Ponad 50 osób, studentów różnych kierunków medycznych Wydziału Lekarskiego Uniwersytetu Rzeszowskiego zgłosiło się dziś do Regionalnego Centrum Krwiodawstwa i Krwiolecznictwa w Rzeszowie. Przyszli lekarze, pielęgniarki, ratownicy medyczni rehabilitanci, dietetycy popierają protest, który zapoczątkowali lekarze rezydenci.
W ochronie zdrowia potrzebne są zmiany nie tylko kosmetyczne - mówi Krzysztof Kiper student z kierunku lekarskiego Uniwersytetu Rzeszowskiego.
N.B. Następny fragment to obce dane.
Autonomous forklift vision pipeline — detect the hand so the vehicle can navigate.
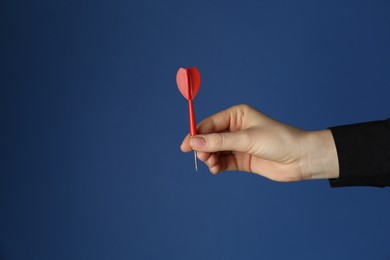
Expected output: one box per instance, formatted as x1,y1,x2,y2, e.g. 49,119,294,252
181,105,339,181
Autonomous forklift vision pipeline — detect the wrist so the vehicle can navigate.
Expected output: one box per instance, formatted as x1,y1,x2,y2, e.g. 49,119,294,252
302,130,339,180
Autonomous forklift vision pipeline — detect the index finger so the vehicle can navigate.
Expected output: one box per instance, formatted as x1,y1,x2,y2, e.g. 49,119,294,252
180,106,244,152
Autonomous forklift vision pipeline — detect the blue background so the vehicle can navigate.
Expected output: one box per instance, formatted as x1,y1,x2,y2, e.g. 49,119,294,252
0,0,390,259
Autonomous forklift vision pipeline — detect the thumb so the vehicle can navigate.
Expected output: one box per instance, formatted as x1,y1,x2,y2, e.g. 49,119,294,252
190,131,252,152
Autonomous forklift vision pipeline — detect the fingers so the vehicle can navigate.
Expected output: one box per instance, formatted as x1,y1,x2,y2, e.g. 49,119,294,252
180,105,258,152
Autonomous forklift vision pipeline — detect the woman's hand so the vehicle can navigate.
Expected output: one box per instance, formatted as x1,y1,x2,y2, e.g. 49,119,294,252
181,105,339,181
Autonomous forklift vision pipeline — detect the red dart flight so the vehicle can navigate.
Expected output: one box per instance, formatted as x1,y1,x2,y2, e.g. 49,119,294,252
176,67,200,171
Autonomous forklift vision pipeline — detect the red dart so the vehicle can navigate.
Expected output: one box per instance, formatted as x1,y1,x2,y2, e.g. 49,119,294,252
176,67,200,171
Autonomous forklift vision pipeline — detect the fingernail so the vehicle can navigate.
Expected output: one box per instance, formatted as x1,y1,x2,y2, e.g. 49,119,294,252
190,136,206,148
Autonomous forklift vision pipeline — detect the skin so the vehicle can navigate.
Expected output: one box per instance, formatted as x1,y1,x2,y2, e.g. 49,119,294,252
180,105,339,182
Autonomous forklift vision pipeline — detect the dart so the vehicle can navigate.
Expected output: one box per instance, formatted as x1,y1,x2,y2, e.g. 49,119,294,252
176,67,200,172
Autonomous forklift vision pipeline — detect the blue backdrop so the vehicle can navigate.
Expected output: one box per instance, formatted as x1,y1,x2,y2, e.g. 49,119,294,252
0,0,390,259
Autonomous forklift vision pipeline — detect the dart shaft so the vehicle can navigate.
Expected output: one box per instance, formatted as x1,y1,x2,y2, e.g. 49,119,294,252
188,99,196,136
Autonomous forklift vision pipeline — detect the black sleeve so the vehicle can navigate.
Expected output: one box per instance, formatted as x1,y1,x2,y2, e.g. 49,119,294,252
329,119,390,187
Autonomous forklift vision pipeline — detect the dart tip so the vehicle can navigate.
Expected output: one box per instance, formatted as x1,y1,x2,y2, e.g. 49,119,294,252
194,151,198,173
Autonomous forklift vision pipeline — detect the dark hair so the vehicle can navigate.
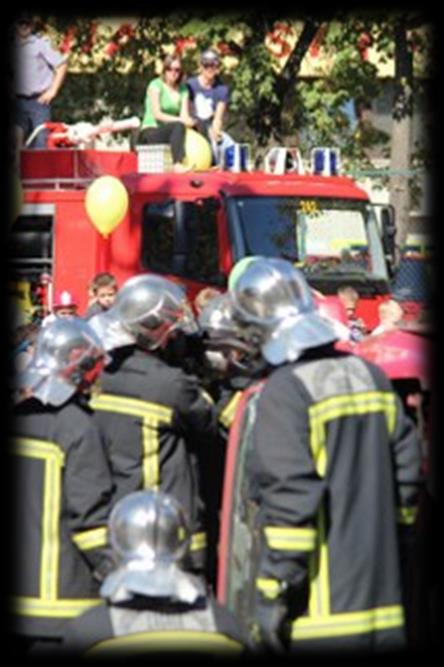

Protest popierają studenci wszystkich kierunków medycznych - dodaje Małgorzata Soroń z Samorządu Studenckiego Wydziału Medycznego Uniwersytetu Rzeszowskiego. Przypomina, że funkcjonuje Porozumienia zawodów medycznych i wszyscy walczą o zwiększenia nakładów na ochronę zdrowia.
Jutro reprezentacja 25 osób - studentów kierunku lekarskiego URz pojedzie do Warszawy by wziąć udział w proteście pod Ministerstwem Zdrowia oraz wesprzeć głodujących lekarzy rezydentów.
Protest głodowy lekarzy rezydentów trwa od minionego poniedziałku, domagają się od rządu przede wszystkim realnej deklaracji zwiększenia nakładów na ochronę zdrowia do minimum 6.8 PKB w 2020 roku. W Polsce obecnie nakłady te wynoszą 4,4 proc PKB. Niemcy na ten cel wydaja 9.5 procent.